Novo documento do Fed de Minneapolis pressiona pela proibição ou imposto do Bitcoin para lidar com déficits primários
Srinibas Rout
21 de out. de 2024, 05:49 AM
  • O documento diz que tais medidas são necessárias para manter a responsabilidade fiscal e uma política monetária eficaz.
  • Déficits primários ocorrem quando as despesas de um governo superam suas receitas fiscais e outras fontes de renda.
  • Matthew Sigel, chefe de pesquisa de ativos digitais da VanEck, descreveu isso como um "ataque ao Bitcoin".

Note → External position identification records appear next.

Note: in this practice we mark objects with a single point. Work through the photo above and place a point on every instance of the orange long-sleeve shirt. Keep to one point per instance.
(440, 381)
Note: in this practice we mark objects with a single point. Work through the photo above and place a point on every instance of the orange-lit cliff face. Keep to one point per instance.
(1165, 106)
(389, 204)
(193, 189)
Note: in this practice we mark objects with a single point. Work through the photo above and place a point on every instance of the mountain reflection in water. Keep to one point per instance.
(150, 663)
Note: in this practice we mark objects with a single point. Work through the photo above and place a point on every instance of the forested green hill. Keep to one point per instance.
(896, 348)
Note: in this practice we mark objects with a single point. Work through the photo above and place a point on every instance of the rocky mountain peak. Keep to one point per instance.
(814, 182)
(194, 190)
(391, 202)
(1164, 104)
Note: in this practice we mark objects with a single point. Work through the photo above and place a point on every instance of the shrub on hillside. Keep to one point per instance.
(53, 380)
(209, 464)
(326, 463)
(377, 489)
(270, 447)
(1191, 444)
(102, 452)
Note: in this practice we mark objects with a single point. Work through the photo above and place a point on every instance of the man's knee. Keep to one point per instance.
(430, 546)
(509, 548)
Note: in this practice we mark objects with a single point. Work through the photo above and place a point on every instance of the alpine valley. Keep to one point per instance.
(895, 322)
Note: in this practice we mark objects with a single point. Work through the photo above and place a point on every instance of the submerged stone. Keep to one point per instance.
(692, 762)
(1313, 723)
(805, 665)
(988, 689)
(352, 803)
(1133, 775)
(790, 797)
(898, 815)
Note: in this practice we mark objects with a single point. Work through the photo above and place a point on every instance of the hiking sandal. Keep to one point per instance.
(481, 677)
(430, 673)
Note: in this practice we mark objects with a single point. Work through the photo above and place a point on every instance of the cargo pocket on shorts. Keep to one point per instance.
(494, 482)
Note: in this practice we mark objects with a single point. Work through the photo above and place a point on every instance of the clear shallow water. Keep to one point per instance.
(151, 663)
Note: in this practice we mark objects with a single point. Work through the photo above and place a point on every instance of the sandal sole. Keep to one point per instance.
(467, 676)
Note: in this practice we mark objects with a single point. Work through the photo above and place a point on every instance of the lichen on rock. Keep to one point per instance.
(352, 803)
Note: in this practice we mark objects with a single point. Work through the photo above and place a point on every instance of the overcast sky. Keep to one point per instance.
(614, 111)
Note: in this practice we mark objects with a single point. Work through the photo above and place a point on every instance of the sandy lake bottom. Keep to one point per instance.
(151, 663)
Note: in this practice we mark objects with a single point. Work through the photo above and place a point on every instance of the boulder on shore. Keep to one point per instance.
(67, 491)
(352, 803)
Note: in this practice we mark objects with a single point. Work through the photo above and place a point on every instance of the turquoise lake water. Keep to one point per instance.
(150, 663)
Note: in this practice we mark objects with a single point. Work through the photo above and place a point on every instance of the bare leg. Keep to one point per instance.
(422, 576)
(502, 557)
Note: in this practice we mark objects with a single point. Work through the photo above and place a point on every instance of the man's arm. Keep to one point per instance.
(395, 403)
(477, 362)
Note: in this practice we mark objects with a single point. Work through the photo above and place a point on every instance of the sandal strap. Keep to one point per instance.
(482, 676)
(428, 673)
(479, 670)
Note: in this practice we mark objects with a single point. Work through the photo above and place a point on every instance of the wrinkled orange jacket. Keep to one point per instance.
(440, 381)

Em um documento de trabalho recente, o Federal Reserve Bank de Minneapolis gerou debate ao recomendar que os governos considerem proibir ou taxar o Bitcoin para lidar com os déficits primários atuais.

Divulgado em 17 de outubro, o documento sugere que tais medidas são necessárias para manter a responsabilidade fiscal e uma política monetária eficaz.

Os autores, Amol Amol e Erzo GJ Luttmer, afirmam que tanto uma proibição legal quanto um imposto sobre o Bitcoin poderiam ajudar a restaurar a capacidade dos governos de implementar déficits primários permanentes. De acordo com o resumo do artigo, intitulado "Unique Implementation of Permanent Primary Deficits?", a medida permitiria que as autoridades administrassem melhor suas estratégias fiscais.

"Uma proibição legal contra o Bitcoin pode restaurar a implementação única de déficits primários permanentes, assim como um imposto sobre o Bitcoin nessa taxa", afirmam os autores.

Ao longo do documento de 40 páginas, o Bitcoin é caracterizado como uma "armadilha de orçamento equilibrado", onde a natureza descentralizada da criptomoeda representa desafios para os formuladores de políticas que buscam sustentar déficits orçamentários por meio de dívida nominal.

Os pesquisadores argumentam que o Bitcoin opera como um "título do setor privado" de fornecimento fixo que carece de reivindicações genuínas de recursos, o que levou à recomendação de proibição ou tributação da criptomoeda.

Déficits primários ocorrem quando as despesas de um governo superam suas receitas fiscais e outras fontes de renda.

O termo "déficit primário permanente" sugere uma intenção deliberada de manter um desequilíbrio orçamentário a longo prazo.

Matthew Sigel, chefe de pesquisa de ativos digitais da VanEck, criticou o artigo do Fed de Minneapolis, descrevendo-o como um "ataque ao Bitcoin".

Ele argumenta que o documento implica que os governos podem sustentar déficits permanentes somente se os consumidores não tiverem conhecimento e não adotarem moedas alternativas como o Bitcoin.

Sigel também fez referência ao analista de Bitcoin Tuur Demeester, que criticou um artigo de pesquisa de 12 de outubro do Banco Central Europeu que sugeria que detentores mais antigos de Bitcoin lucram às custas de novos investidores.

Os comentários de Demeester apontam para a necessidade de regulamentação ou proibição total para estabilizar o preço do Bitcoin.

Em uma publicação de 21 de outubro no X, Sigel expressou suas preocupações, afirmando: "[O artigo] fantasia sobre 'Proibição Legal' e impostos extras sobre o BTC para garantir que a dívida do governo continue sendo a 'Única Segurança Livre de Risco'".

Esta discussão ressalta as tensões atuais entre a política monetária tradicional e a crescente influência das criptomoedas, levantando questões importantes sobre o futuro dos ativos digitais em um cenário econômico em evolução.